Depending on where you tested in the scene, results differed - sometimes higher and sometimes lower. It depends on the number of fragments which are getting culled, which is a factor of the amount of occluded geometry in the particular view. At some points in the scene, performance was actually slightly worse (~3-5%). I only found this to happen in areas where there was little to no occluded geometry, so the optimization yielded no benefit while still paying the overhead of the added depth pass.

Even though these are admittedly crude and unscientific results, it's an undeniable improvement. Another benefit that might even be comparable to the performance gains themselves is that the variance in GPU utilization while moving around in the scene is reduced dramatically.

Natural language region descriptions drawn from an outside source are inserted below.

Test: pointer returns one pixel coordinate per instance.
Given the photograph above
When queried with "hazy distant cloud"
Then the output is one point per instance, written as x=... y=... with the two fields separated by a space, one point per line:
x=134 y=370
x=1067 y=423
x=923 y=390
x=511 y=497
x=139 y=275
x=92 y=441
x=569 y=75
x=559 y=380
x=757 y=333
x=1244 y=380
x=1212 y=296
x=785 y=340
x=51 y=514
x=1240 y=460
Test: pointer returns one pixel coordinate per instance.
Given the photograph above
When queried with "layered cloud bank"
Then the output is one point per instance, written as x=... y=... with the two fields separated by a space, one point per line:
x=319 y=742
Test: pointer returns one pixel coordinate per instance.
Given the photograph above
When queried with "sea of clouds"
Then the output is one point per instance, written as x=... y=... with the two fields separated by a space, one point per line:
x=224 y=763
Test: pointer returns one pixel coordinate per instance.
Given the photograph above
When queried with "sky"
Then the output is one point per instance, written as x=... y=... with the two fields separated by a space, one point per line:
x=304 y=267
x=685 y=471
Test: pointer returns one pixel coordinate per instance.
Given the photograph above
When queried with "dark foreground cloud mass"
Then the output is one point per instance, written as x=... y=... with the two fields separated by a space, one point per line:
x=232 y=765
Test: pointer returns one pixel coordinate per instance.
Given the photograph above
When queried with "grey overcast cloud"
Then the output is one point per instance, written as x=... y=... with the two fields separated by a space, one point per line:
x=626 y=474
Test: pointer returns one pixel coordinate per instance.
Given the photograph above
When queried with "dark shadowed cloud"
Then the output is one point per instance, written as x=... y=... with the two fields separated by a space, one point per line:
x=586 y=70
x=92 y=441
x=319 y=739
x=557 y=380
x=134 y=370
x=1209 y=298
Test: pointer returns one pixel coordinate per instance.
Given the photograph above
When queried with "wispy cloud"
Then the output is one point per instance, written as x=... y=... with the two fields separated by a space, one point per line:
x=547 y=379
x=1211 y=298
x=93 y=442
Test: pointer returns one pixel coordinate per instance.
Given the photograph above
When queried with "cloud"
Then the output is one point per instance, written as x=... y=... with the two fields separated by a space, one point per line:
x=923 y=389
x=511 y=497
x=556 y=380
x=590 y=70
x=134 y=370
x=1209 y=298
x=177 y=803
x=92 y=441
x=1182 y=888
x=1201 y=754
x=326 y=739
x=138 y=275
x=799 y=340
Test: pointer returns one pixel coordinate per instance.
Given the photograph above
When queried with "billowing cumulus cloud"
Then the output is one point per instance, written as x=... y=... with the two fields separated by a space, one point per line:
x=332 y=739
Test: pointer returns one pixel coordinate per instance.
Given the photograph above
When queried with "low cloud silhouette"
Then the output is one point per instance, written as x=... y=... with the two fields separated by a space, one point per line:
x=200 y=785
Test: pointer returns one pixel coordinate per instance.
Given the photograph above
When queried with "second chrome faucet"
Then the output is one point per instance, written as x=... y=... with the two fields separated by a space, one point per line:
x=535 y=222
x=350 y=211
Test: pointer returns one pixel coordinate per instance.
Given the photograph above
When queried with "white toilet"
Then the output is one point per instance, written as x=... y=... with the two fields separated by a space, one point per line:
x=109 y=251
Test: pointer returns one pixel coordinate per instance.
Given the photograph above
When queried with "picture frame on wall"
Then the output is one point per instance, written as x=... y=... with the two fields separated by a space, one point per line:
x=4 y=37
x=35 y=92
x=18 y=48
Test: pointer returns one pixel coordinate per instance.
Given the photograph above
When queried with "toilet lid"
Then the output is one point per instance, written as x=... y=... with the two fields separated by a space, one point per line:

Without the optimization, clock rates varied in a ~10% range and graphics pipe utilization even more so. After applying the manual depth-based fragment culling, I couldn't find any point on the level where shader clock changed more than a percent or two away from 37.

This is really valuable because dips in framerate are sometimes more noticeable and annoying than a consistently slightly lower FPS. This also gives me hope that this optimization will scale as I continue to make my scenes larger and more complex. It makes sense technically; using this optimization should limit the number of invocations of the fragment shader to roughly the number of pixels on the screen, which is constant no matter how big the scene being rendered is.

Conclusion

In all, I am quite happy with the results of this experiment! Free performance with no real downside never fails to brighten my mood. I will keep an eye on performance as I continue development to see how this scales, but yeah I'm satisfied with this result already.

I am especially a fan of the simplicity of the optimization itself. Rather than an invasive and complex solution like full occlusion culling, this hybrid approach can be implemented entirely with shaders and in less than 100 lines of code (not counting the postprocessing dependency of course).